The Way and the Void
Most organized bodies, such as governments, religions, businesses, clubs, and even families, have lists of Dos and Don’ts. It doesn’t matter what they’re called - rules, laws, commandments - they are lists of behavior that society believes people need to follow in order for everyone to coexist in peace and harmony. They are lists that deal with actions.
Rhychard Bartlett, Warrior of the Way, is thrown out of one belief system and dragged, kicking and screaming, into another, one that has left him a little confused as to what is truly right and wrong. There is no list, no Ten Commandments, because the Way and the Void is all about motives, not actions. It is not so much what you do as to why you do it that now matters.
In Reaping the Harvest, I explore this concept through two characters, flipping them from how society would traditionally view them. The first is Buttercup, a prostitute on the streets of Harbor City that crosses Rhychard’s path. While Rhychard doesn’t judge Buttercup, even to the point of telling her that he didn’t care for the term whore, he still didn’t understand how she could sell her body the way she did. “Why would gargoyles be following a girl who works the streets? Wasn’t she already a child of the Void?”
It was Kree who had to straighten out his bent, human logic. “That’s not how it works, Warrior. Motives, not actions. Her business is to bring pleasure to her clients and she does that with her body. How is that different than people who bring pleasure by their music and art? Just because your human society believes something wrong doesn’t mean that the Way does. On the contrary, quite often those who would protest what she does and wish to bring harm to her in order to force her to cease her endeavors are of the Void. Do you really think that those who would blow up abortion clinics are of the Way? Your world sometimes has a skewed view of the righteous path.”
An extreme example, perhaps, but it serves the purpose. Following actions from a list can make a person mechanical. There is no thinking involved really and it doesn’t paint a whole picture. Take murder, for example. Most everyone would agree that murder is evil. However, there is a difference between killing for selfish gain, like robbing a store clerk, and having to kill to protect your country, your family, or yourself. What makes it different is the motive behind the act and that is the philosophy behind the Way and the Void.
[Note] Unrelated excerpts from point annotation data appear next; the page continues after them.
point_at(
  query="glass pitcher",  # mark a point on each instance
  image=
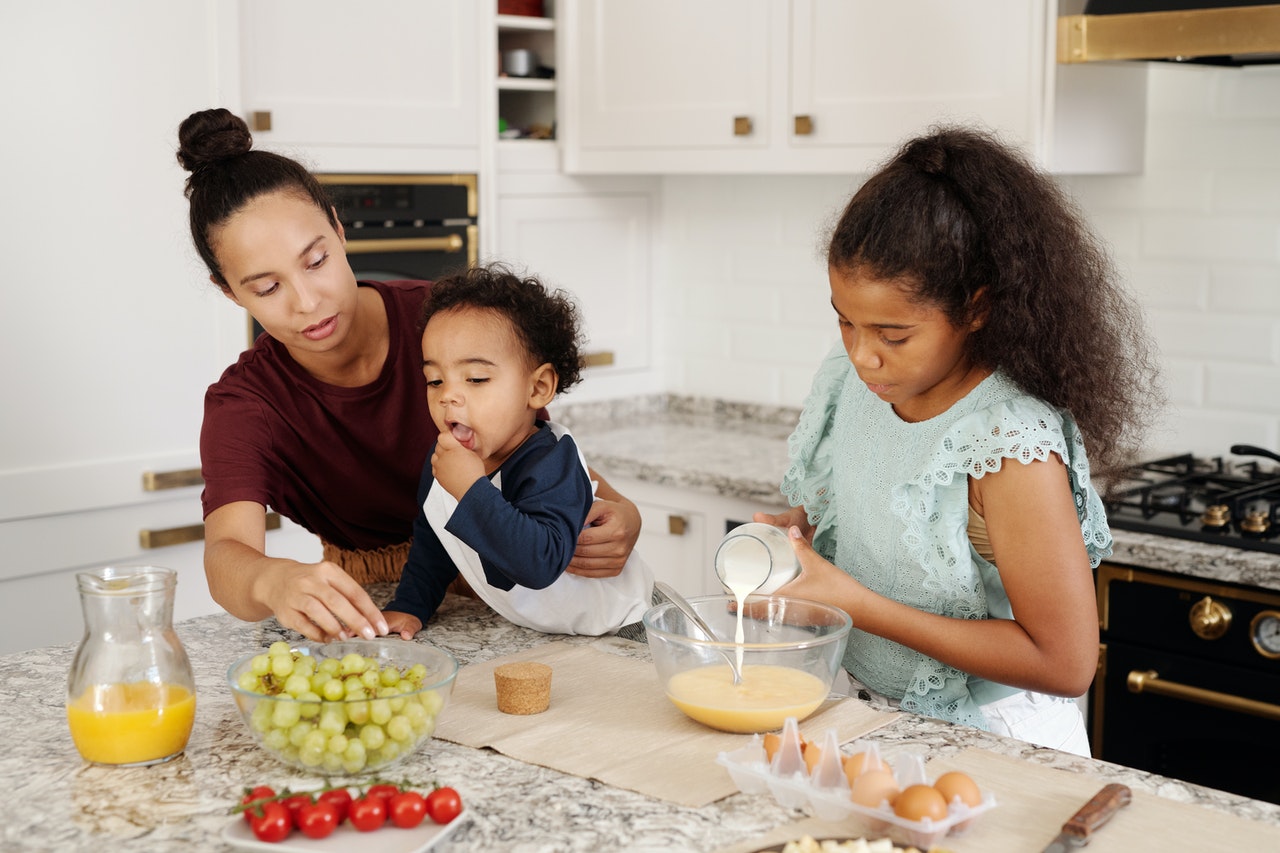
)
(755, 557)
(131, 697)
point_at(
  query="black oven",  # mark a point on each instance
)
(405, 226)
(1189, 680)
The Way is the path of righteousness and the Void, the way of evil.
The other extreme example is in the character of Pastor Adrian Michaels. His desire was to grow his church. However, he wasn’t doing it for the Kingdom of God or to see people ministered to as the church should be doing. He did it because he wanted the prestige that came with having a bigger church as well as the financial gain that would come with more members. Neither of those reasons had anything to do with spirituality. Neither of them had the motive of the Way.
And that is what the faery world is trying to teach Rhychard. You don’t need to memorize lengthy lists of Thou Shalts and Thou Shalt Nots. All you have to do is mind your heart. If your heart is pure, then your motives will be of the Way. Otherwise, you’re on the path of the Void and could very well find yourself at the end of the Guardian Sword with Rhychard glaring down at you.